Burns are devastating injuries that have profound physical, psychological and social impacts on the patient and their families. The scar that results from injury repair can be aesthetically and functionally debilitating, and patients require long-term rehabilitation. With increasing survival of patients after severe burn injuries, the recovery of function and reduction of scar formation has become increasingly important. One critical aspect of healing known to improve scar outcome is reducing the time taken for wound closure. As a result, new tissue engineering technologies are focused on providing fast wound closure to limit scar formation, with the response of cells to scaffolds and surfaces known to be, in part, dependent on topography. The ability to modulate cell phenotype by manipulation of micron scale features is well established. However, the effect of nano-scale topography on keratinocyte phenotype and wound closure has not yet been characterised and is the focus of this research.

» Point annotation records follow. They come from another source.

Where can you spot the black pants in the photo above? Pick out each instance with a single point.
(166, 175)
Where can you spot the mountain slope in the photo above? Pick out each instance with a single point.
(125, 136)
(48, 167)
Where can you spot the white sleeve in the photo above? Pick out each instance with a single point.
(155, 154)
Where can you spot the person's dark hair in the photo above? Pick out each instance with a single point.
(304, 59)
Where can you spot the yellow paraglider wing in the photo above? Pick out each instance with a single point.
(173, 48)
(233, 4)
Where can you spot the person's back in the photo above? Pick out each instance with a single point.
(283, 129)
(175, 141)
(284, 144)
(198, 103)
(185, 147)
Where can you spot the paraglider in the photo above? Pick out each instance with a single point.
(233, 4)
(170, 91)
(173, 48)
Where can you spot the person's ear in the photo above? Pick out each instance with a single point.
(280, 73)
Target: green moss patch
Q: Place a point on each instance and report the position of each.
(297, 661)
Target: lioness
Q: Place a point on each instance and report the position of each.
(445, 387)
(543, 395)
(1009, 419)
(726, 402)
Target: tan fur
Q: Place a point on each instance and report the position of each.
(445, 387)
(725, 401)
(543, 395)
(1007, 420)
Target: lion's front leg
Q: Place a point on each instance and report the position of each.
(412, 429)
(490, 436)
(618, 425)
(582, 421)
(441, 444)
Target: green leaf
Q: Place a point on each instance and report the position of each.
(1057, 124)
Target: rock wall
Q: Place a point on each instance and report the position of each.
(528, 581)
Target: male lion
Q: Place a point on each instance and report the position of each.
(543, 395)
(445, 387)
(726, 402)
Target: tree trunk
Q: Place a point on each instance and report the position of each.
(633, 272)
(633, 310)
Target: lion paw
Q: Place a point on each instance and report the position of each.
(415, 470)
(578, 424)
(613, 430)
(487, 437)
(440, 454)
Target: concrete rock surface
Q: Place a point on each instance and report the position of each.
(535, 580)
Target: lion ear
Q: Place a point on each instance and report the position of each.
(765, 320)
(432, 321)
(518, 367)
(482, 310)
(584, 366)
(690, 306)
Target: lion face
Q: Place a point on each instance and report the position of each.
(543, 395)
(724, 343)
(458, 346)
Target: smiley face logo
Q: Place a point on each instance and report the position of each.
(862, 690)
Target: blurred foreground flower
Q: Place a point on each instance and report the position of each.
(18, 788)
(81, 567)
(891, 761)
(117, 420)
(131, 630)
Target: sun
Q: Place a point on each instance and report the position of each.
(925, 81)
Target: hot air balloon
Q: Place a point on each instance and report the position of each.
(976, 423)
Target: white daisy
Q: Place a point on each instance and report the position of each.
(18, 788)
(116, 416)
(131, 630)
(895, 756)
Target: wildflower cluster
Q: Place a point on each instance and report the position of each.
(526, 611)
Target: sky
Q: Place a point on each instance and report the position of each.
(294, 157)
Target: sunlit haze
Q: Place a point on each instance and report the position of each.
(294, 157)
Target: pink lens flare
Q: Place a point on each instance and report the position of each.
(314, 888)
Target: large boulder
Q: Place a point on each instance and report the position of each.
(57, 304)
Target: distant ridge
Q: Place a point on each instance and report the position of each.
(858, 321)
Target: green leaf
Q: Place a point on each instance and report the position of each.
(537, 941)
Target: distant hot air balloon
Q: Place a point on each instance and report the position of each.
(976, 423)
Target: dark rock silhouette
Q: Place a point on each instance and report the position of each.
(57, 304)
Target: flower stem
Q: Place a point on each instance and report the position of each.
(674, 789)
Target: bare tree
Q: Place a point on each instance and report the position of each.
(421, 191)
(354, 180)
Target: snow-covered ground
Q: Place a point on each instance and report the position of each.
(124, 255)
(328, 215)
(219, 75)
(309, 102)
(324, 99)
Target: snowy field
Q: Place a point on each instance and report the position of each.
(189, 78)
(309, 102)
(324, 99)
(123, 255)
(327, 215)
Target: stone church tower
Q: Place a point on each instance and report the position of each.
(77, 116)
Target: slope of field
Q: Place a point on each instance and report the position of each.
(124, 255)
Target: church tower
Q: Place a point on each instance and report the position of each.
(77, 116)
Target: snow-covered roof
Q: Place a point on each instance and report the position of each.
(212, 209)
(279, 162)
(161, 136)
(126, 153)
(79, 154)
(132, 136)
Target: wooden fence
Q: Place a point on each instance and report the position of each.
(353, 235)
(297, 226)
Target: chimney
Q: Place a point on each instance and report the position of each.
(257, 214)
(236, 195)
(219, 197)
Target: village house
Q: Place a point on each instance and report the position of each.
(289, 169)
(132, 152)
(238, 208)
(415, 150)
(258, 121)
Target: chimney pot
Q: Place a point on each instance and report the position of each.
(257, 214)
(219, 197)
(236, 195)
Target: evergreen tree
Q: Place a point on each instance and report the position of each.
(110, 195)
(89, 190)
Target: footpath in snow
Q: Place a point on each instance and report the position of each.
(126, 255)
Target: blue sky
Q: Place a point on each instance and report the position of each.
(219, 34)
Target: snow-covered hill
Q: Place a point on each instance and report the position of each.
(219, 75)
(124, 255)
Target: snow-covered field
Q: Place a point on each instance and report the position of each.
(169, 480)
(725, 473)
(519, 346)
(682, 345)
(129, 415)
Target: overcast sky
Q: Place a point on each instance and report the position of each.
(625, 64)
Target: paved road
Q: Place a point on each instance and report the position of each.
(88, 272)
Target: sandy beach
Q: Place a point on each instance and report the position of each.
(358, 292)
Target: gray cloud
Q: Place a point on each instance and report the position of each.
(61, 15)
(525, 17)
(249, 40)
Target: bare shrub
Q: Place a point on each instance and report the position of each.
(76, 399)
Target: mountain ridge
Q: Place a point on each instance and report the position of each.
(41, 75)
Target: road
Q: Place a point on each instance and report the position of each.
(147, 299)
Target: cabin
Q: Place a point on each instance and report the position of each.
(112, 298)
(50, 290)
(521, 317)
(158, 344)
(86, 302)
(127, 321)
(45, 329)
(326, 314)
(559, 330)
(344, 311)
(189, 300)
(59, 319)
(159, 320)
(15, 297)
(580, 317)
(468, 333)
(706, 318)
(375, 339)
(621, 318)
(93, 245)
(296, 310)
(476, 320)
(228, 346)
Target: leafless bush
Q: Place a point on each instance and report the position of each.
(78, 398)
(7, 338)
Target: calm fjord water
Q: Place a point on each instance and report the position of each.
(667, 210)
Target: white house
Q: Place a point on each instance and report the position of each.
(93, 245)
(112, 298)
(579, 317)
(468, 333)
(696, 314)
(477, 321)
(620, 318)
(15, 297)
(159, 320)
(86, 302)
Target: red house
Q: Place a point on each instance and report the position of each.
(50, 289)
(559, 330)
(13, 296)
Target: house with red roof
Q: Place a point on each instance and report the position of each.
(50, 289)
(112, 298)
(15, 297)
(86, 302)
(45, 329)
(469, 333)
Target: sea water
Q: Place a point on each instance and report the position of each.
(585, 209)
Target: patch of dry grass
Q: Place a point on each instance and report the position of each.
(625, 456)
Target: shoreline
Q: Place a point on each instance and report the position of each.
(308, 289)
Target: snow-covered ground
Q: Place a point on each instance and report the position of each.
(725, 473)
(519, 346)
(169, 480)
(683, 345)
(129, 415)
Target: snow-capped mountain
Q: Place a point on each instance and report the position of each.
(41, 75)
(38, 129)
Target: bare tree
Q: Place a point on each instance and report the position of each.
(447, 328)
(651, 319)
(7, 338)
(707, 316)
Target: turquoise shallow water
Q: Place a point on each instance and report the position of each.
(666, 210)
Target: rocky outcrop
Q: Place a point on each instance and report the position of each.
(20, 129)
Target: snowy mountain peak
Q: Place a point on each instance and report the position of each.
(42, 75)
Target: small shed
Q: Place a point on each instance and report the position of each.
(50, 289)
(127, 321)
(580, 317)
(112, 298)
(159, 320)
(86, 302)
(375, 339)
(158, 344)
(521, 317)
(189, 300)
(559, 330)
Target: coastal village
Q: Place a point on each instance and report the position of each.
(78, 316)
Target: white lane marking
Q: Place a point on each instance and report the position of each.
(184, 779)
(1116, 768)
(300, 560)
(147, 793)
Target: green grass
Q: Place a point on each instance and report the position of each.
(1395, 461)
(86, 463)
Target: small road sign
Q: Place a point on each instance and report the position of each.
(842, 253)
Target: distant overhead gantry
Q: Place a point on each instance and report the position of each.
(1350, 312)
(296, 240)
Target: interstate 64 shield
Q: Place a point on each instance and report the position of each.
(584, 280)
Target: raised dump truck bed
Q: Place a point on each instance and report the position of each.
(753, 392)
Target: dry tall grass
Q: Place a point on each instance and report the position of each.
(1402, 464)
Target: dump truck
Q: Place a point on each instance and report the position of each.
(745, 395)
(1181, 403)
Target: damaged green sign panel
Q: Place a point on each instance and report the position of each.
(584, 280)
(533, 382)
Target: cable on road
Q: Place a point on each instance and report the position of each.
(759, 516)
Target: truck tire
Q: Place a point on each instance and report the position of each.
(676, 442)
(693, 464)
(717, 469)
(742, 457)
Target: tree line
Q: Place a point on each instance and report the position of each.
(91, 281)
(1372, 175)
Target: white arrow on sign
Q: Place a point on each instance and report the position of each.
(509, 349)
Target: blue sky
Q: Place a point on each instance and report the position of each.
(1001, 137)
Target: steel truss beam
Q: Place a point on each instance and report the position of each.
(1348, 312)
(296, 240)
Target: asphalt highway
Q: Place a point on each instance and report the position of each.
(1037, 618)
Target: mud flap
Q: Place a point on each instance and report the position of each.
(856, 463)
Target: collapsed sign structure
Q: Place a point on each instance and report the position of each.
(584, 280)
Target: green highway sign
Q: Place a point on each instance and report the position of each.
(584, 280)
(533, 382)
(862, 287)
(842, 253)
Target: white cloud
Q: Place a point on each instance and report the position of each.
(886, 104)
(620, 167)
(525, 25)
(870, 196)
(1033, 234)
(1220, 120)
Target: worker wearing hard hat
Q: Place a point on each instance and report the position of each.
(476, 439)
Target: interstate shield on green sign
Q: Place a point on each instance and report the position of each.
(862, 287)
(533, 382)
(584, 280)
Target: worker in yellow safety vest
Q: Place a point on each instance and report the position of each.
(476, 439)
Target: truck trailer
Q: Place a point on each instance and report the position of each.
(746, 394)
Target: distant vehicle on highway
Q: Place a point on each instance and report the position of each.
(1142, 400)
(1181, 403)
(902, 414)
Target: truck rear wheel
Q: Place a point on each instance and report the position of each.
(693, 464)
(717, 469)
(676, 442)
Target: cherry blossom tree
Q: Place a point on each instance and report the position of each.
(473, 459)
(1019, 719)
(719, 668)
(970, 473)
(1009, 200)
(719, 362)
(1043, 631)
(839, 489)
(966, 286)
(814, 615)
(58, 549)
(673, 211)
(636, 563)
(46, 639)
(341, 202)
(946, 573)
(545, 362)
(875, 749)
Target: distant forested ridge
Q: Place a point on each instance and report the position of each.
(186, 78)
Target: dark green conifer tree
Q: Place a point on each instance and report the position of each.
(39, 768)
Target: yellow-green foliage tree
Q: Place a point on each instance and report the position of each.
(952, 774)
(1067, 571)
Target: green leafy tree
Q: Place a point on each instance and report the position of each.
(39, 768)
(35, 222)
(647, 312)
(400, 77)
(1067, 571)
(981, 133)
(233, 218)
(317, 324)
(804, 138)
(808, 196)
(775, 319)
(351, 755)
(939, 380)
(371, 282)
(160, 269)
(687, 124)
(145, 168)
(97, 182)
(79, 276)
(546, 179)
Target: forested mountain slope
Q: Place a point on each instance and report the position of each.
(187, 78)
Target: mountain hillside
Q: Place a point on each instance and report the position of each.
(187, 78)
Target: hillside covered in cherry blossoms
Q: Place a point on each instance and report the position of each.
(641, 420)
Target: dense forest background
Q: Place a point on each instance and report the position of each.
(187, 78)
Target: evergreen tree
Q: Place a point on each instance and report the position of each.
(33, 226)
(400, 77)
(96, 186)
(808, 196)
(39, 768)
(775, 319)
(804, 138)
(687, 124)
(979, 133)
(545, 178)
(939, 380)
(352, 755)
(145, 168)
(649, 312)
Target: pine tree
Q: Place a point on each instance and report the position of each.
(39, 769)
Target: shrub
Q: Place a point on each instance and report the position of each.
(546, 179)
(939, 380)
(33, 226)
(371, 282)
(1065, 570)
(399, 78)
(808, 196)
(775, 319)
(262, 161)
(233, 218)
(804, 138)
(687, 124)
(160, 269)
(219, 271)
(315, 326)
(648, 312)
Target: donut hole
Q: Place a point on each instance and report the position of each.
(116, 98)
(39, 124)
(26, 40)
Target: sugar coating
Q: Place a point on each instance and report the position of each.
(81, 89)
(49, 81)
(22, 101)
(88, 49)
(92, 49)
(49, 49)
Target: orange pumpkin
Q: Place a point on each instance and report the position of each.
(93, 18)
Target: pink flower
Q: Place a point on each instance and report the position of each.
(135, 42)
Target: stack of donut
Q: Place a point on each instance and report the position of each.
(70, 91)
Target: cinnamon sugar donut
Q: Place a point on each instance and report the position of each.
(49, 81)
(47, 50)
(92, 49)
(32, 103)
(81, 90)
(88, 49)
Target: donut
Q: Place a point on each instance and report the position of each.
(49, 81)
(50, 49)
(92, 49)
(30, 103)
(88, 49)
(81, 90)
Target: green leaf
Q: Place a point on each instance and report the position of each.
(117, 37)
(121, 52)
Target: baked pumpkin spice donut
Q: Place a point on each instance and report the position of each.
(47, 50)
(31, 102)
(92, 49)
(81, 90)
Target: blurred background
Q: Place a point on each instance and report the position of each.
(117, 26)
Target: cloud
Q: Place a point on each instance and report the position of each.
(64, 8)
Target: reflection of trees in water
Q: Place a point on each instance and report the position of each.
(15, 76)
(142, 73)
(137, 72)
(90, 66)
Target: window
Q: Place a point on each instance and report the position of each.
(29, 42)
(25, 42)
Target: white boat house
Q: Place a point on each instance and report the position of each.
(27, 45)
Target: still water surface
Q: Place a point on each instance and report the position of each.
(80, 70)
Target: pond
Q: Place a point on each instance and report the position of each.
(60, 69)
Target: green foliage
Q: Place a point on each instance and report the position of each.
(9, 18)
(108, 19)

Nanoporous anodic aluminium oxide (AAO) membranes were engineered to study the effect of nano-scale topography on keratinocyte phenotype and wound healing following a burn injury. An advanced two-step anodization method was optimised to prepare large, flexible and highly reproducible membranes with uniformly sized nanopores in hexagonal arrangement. Pore diameters ranging from 41 – 300 nm with interpore distances of 58 – 277 nm were manufactured using different optimised anodizing conditions.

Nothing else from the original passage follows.